Everything Until Now and Why I Started Brazilian Jiu Jitsu

Hi, I’m William. I come from a background of athletics—not an incredibly successful level of athletics but probably more elite than most. I played a variety of sports in high school and was initially average at most to finally above average at some due to work ethic and infatuation.

I played a Division 1 sport at a major University and rode the bench but loved my experience all the same. As difficult as it was to work as hard as I did and never see the “light of game”, it taught me a lot and probably better at many things because of it.

After graduation, I started my career in the engineering world where I would work a normal 9-5 job and for the first time feel like I was on my own path from those around me. No shared goals, camaraderie or struggle. The transition was difficult and left me feeling aimless. I knew my playing days were done so men’s league didn’t really appeal to me. I did try filling this void with several things: CrossFit, coaching youth athletes, pickleball, etc. with only temporary hits of whatever I was missing.

CrossFit provided a shared struggle and fueled my competitive edge. Coaching helped give me purpose and guide others on their journey. Pickleball and other pick-up sports scratched the itch of progressing on skills and playing sports for the fun of it. But CrossFit eventually left me feeling like “what’s the goal here?”, coaching was fun but I didn’t feel like I was continuing my journey, and pickup sports were too inconsistent to be anything more than a fair-weather hobby.

Brazilian jiu-jitsu had been a constant theme of many people I respected: Jocko, Joe Rogan, and Sam Harris, and then more surprising as of recent even Sean Avery and Mark Zuckerberg.

I’ve had 100% hit rate of introducing friends to it and converting them to people who now train. -Mark Zuckerberg

I always thought I would eventually want to try it but what?

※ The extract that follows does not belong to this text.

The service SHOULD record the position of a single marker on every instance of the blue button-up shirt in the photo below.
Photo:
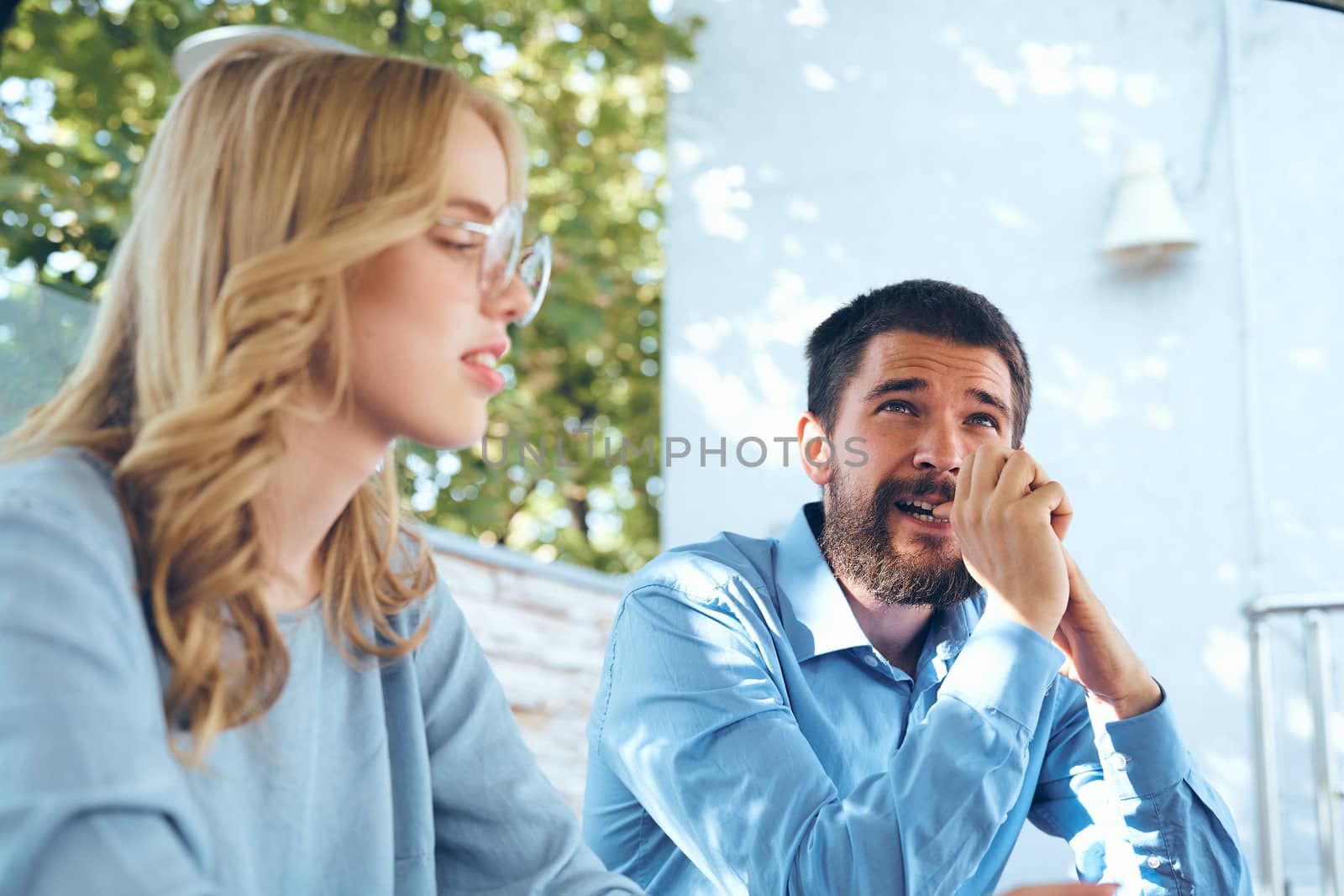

Mark Zuckerberg now rolls and has a 100% conversion rate for getting his friends to also try it?

The more I thought about it, the more I knew it was the right time to give it a shot.

It seemed BJJ checked all the boxes of what I currently needed in my life: it would give me a great workout. It would challenge the mind and set me on a journey of meaning to achieve something that can’t be bought and will only come with time and dedication. It would give me a community and an identity that I hadn’t had since my long-distant sporting career.

And perhaps, most importantly, (which I didn’t realize until recently), BJJ provides a practice for executing under stress. The ability to remain calm in chaotic situations and protect myself and others was certainly a skill in which I knew I was sorely lacking.

I decided in December of 2023 that one of my New Year’s Resolutions would be to give BJJ an honest shot. At least until I had forced a sparring partner to tap, as Jocko recommends. In January 2024, I approached my first class with a completely open mind, ready to embrace being a novice in something unfamiliar and potentially daunting. Despite having no prior exposure to martial arts except for my beloved 10-year-old Taekwondo experience, I was prepared to embrace the challenge.

This blog will be an attempt to capture my experience and journey as I start from nothing in the world of Brazilian jiu-jitsu. My goal is to document my struggles and my successes and what I learn along the way. I’m excited to step into the deep and, as Sam Harris’s thought-provoking piece suggests: learn to drown.